LOCAL VIEW –The Last Brown Day–

Sometimes my focus is too much upon the oncoming, and I miss what I am surrounded by. I am like the driver of a car, wisely focusing on the road ahead but a bit oblivious of the view beside me. This is all well and good until you become oblivious of the person beside you.

I recently heard a story about an old man and old woman driving together in one of those old pick-up trucks with bench front seats. They sat so far apart that the old lady’s forehead was actually resting against the coolness of the passenger side window. In front of them was a battered pick-up truck of the same year and make, but in it was a young couple obviously very much in love; the young lady’s head was resting on the young man’s shoulder. They were driving so slowly the older couple’s truck caught up, and as they did the old lady looked forward and then she sat up, turned to her husband, and reproachfully said, “We used to drive like that. What happened to us?” The old man glanced at her with a wry smile and said, “I haven’t moved.”

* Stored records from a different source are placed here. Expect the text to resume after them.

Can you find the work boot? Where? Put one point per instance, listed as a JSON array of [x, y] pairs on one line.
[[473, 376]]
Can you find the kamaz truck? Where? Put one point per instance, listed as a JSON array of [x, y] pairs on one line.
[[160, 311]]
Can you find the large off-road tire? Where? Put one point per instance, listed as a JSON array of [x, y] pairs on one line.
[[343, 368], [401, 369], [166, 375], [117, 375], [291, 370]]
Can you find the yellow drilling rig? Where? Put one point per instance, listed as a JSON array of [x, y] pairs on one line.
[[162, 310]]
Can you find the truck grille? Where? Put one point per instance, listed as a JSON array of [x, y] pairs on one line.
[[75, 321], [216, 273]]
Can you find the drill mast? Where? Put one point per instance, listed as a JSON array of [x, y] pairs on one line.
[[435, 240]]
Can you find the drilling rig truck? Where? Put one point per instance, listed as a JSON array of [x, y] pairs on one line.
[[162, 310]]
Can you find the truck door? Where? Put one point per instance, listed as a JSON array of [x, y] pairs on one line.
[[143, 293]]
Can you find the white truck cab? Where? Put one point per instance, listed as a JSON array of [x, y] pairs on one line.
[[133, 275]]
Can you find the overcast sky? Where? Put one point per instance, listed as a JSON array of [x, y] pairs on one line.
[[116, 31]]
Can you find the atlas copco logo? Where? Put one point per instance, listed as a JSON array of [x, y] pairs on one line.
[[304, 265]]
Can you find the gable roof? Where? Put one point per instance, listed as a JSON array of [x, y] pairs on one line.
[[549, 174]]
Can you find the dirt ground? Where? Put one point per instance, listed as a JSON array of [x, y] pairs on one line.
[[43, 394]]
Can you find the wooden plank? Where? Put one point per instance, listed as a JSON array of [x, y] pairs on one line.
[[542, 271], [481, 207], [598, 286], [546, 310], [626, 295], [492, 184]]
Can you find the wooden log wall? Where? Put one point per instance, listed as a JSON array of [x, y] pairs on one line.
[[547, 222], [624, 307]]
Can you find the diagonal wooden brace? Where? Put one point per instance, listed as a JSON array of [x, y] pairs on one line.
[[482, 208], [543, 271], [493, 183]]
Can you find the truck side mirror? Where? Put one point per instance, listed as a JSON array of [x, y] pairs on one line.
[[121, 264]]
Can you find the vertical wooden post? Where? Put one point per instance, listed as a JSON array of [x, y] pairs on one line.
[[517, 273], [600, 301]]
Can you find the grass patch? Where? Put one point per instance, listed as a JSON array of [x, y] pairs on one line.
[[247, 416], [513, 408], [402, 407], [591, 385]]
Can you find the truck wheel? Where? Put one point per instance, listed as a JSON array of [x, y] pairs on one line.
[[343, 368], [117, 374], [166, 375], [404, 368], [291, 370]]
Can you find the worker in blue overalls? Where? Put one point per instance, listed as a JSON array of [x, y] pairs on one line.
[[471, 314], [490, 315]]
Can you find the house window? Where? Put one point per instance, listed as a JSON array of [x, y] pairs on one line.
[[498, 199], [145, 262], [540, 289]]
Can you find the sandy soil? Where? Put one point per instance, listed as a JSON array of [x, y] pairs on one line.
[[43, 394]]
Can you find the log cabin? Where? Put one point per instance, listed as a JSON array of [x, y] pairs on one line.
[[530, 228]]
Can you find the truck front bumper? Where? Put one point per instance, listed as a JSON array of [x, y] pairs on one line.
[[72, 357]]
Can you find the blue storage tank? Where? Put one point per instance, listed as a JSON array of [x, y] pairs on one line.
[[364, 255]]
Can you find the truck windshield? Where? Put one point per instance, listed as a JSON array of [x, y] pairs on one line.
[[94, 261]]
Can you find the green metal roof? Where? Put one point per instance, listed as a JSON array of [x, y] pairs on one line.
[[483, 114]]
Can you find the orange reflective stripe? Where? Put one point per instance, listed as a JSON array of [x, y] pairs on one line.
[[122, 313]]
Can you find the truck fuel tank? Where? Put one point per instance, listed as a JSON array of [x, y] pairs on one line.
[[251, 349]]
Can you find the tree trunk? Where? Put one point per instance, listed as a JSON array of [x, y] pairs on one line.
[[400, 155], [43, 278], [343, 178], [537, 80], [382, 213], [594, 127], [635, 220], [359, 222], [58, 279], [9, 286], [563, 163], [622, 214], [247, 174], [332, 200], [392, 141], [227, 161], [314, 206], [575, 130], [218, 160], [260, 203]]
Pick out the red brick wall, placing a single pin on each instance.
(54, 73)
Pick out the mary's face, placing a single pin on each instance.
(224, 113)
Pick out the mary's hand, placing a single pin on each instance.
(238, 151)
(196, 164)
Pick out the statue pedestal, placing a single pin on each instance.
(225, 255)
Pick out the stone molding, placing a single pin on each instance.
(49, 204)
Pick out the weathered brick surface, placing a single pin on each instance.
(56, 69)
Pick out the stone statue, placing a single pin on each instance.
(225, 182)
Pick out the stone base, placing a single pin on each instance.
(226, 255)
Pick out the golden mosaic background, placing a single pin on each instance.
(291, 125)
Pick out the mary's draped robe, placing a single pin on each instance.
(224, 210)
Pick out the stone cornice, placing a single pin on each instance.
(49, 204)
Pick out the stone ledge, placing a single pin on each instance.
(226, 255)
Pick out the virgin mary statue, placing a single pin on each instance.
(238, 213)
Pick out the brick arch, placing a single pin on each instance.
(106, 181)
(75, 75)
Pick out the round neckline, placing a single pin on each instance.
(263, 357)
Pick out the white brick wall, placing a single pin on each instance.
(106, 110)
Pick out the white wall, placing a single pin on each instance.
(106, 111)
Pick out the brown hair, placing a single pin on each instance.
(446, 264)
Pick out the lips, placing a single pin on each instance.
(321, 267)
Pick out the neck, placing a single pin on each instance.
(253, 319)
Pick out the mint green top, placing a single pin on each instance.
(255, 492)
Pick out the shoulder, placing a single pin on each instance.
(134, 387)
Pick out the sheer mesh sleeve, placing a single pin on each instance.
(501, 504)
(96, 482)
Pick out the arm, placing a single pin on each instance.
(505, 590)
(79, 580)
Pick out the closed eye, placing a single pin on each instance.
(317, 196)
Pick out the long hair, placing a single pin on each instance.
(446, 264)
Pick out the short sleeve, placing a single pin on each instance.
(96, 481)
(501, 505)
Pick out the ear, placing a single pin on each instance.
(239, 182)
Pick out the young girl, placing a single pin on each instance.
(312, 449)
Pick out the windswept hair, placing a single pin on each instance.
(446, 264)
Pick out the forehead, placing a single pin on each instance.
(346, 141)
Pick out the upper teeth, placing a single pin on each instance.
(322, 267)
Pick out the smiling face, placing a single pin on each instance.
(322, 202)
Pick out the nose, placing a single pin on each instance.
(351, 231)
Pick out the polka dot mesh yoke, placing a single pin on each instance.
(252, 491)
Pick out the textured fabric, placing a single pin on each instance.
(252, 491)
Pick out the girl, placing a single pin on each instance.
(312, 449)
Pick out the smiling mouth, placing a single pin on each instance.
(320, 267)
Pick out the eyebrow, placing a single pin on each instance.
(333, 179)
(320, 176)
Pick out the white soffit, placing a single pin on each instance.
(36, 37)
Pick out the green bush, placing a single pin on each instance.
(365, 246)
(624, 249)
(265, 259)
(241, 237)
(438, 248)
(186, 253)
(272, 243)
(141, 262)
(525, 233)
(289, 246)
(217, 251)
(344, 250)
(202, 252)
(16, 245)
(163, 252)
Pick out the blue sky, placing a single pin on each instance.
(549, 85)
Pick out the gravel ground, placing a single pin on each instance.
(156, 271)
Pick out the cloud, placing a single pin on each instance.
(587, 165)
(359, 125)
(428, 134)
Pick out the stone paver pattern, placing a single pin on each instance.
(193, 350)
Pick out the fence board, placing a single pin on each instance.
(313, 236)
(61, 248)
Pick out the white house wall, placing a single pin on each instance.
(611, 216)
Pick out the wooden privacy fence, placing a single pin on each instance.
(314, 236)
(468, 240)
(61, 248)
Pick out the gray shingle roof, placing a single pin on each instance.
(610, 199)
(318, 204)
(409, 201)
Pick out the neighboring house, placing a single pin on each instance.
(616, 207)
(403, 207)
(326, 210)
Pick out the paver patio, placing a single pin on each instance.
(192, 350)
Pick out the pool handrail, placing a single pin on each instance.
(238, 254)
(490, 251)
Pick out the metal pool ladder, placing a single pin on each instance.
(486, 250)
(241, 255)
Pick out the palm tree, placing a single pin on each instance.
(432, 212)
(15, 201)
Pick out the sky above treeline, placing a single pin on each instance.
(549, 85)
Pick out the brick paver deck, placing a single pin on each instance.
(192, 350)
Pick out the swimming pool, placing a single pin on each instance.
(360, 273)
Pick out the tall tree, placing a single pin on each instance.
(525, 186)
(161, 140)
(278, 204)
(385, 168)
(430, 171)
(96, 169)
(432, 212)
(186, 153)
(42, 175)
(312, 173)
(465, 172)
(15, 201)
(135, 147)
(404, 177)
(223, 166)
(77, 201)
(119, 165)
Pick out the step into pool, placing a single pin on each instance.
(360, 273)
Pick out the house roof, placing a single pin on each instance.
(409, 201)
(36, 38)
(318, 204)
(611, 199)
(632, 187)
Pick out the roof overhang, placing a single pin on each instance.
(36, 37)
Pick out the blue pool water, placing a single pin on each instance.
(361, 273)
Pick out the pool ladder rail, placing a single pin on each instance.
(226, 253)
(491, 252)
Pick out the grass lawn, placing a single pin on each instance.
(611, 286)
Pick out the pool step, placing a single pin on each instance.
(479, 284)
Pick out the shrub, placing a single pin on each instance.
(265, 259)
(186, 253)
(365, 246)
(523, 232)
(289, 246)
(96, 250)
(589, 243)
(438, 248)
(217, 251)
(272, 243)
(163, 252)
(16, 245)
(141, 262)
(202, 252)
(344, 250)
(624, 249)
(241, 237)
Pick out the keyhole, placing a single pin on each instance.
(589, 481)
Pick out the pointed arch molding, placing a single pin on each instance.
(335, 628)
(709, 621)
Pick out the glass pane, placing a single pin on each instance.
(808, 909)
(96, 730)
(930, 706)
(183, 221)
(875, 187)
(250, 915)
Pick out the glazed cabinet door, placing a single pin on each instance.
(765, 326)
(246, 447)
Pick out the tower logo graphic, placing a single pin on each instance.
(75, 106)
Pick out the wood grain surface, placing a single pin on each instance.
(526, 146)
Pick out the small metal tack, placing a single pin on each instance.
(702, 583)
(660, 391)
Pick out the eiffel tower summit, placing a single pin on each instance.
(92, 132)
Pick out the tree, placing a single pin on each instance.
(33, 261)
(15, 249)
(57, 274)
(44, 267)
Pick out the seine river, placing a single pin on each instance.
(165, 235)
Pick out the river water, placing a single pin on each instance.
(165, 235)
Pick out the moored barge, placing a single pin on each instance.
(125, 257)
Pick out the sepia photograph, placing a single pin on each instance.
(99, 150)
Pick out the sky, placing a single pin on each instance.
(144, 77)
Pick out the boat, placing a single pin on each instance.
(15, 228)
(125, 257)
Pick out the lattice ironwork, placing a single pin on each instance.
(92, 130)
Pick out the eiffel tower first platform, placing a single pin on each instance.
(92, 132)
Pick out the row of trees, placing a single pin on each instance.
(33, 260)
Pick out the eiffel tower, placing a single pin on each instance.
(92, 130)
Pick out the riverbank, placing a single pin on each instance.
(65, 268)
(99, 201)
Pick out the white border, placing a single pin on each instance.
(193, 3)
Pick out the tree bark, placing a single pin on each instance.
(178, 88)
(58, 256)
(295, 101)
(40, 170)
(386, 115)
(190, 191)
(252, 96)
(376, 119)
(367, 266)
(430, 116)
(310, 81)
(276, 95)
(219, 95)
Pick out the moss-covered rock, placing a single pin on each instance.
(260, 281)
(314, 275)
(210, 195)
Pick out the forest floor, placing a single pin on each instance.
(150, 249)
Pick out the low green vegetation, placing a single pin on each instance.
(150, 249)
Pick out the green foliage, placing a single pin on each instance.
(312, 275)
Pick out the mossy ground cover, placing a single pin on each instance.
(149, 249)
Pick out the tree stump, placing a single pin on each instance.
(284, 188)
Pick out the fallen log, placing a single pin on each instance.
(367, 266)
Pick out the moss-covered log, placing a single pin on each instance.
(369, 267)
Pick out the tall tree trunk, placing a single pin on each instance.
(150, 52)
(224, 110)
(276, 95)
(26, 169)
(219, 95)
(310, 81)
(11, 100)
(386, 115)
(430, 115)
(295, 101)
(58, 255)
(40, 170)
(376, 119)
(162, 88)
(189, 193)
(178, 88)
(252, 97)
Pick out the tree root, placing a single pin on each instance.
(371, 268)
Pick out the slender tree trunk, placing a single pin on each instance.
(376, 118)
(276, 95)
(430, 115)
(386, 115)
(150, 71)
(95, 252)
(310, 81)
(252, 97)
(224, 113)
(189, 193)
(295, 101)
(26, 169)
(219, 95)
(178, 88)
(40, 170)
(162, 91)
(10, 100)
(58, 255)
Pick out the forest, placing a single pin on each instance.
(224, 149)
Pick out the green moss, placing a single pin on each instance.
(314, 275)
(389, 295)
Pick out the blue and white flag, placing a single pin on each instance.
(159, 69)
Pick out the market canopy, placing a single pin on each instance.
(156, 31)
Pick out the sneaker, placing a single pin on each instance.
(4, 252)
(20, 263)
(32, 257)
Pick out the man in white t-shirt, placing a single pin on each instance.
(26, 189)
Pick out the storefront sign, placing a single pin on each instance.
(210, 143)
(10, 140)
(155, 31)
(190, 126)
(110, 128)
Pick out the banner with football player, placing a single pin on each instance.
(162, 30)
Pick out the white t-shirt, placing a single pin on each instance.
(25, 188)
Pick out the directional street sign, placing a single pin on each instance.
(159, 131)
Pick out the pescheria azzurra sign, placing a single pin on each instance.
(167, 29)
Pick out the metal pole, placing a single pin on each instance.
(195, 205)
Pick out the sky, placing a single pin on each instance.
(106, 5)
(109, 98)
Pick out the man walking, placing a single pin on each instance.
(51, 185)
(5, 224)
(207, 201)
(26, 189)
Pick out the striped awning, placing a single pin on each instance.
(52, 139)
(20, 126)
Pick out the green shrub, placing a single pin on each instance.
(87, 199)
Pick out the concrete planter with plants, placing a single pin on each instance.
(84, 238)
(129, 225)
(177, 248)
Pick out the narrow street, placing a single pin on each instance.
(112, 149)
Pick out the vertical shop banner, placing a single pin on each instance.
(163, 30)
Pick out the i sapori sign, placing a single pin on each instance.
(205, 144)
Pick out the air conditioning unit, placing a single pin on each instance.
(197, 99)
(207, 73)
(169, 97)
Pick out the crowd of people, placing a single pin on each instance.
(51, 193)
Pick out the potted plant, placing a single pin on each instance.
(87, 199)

As Thanksgiving approached this year I looked forward to two things that to a degree were in conflict; a reunion of family, including new babies and new partners, and the first big snowstorm of the year, which was a glorified warm front but promised to dump a foot of snow all at once.

As the storm approached there were certain things I needed to attend to, such as making sure my snow-blower was running correctly after sitting idle all summer, and getting salt and a snow shovel out of storage and putting them on the porch. I noted the snow-blower’s carburetor was a bit fouled, and a sheer-pin on one blade needed replacing, and this necessitated a drive to a hardware store in the next town for a gasoline additive and a sheer-pin. This resulted in a, shall we say, “discussion” with my wife, because it seemed I might miss an hour of our reunion. What was more important, a sheer-pin or our own children? In the end things worked out, for I slipped away from our reunion and was back an hour later in such a manner that the chattering group hardly noticed I was gone, but beforehand it seemed worse than it was. I was not at all looking forward with relish, and anticipated trouble.

It was at this point, when my brains were working themselves into a tizzy, that I decided I needed to stop and smell the roses, though there were no roses to sniff. I was too focused on the oncoming snow and oncoming reunion, and was missing what was in the present tense. And what was that? It was not snow or a reunion. It was the last brown day before the landscape vanished under a blanket of white, perhaps for months; perhaps until April.

It didn’t take any extra time. I just took the time, as I walked from one chore to the next, to scuff through the leaves, and enjoy the rustling.

With holidays I nearly missed the last,
Brown day. It wasn’t on my Christmas list:
“The last, brown day.” Snow will make it be the past;
The white comes fast; the landscape’s kissed
By wool on trees and roads, but if a drift
Must block my path I wish a pile of leaves
To rustle through. The way sounds shift
From crisp to sift, from leaves to snow, just grieves
My heart, for I know snow is here to stay,
And therefore isn’t like the last, brown day.
Seize the moment, before it slips away.
Seize upon the last, brown day; in a kicking way
Rustle through leaves. Make life be play.
Rejoice all through the last, brown day.